The architecture behind the efficiency numbers is worth understanding for teams evaluating the model seriously. MiMo-V2.5-Pro uses a hybrid attention mechanism that interleaves sliding window attention and global attention at a 6-to-1 ratio, with a 128-token sliding window. This cuts the memory required to store attention states by nearly seven times compared to standard full attention. Three multi-token prediction modules during inference triple output speed during rollout, Xiaomi says. Training used 27 trillion tokens with FP8 mixed precision. On GraphWalks, a long-context reasoning benchmark, V2.5-Pro scores 0.56 on breadth-first search and 0.92 on parents-following at 512k context, dropping to 0.37 and 0.62 at one million tokens. V2 Pro collapses to zero at one million on both subtasks.
The pricing math is where the economics get concrete. At roughly 70,000 tokens per trajectory — Xiaomi's own estimate — and $4 per million tokens combined, a 1,000-tool-call workflow on MiMo costs about 28 cents. A comparable workflow on GPT-5.4, priced at $17.50 per million tokens combined, costs roughly $1.23 at the same trajectory length. At scale the difference compounds: a team running 10,000 agentic tasks per day would pay around $375 on MiMo versus $1,230 on a comparable frontier model.
Xiaomi's distribution reach is the variable that sets this apart from a typical open-source model release. The company's HyperOS ecosystem spans more than 823 million connectable devices, from smartphones to smart home hardware. Xiaomi has not announced plans to embed MiMo inference into device firmware, but the combination of a local-capable model, an open license, and that device footprint creates a deployment surface that no other open-weight model currently has. An agent that runs partly on-device to reduce per-call latency and partly on Xiaomi's API for complex reasoning is a plausible architecture the MIT license now permits anyone to build.

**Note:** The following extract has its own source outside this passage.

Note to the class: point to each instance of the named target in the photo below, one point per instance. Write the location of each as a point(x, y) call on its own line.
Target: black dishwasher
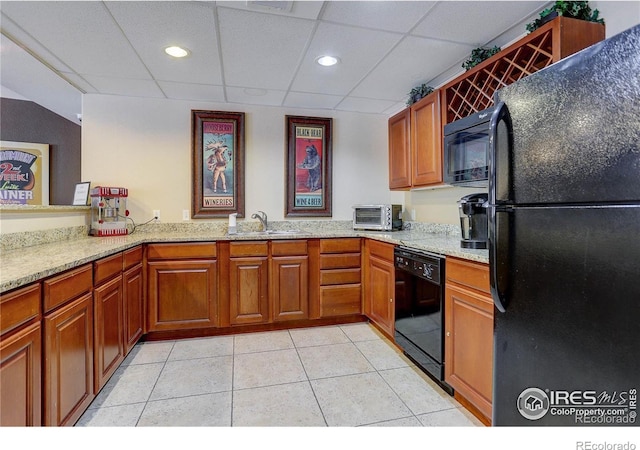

Whether Xiaomi intends to monetize through API subscriptions, device-level inference, or something else is unclear. The company has invested 200 billion yuan, roughly $29 billion, into foundational R&D for chips and operating systems, which suggests the model is strategic infrastructure rather than a standalone product.
The caveats here are real. All of the sustained tool-call claims come from Xiaomi's own evaluation harness. The 40 to 60 percent token efficiency advantage is Xiaomi's measurement, not a third-party audit run against Claude Opus 4.6 or GPT-5.4 in identical conditions. AkitaOnRails noted that real-world agentic task performance varies considerably depending on tool support patterns and task structure, and its independent benchmark placed MiMo notably below Xiaomi's own results. What is true regardless is that open-weight models now compete seriously on the specific task frontier providers have used to justify premium pricing: sustained, multi-step autonomous tool use at scale. Whether MiMo's specific numbers hold up under wider independent testing is the next question worth answering.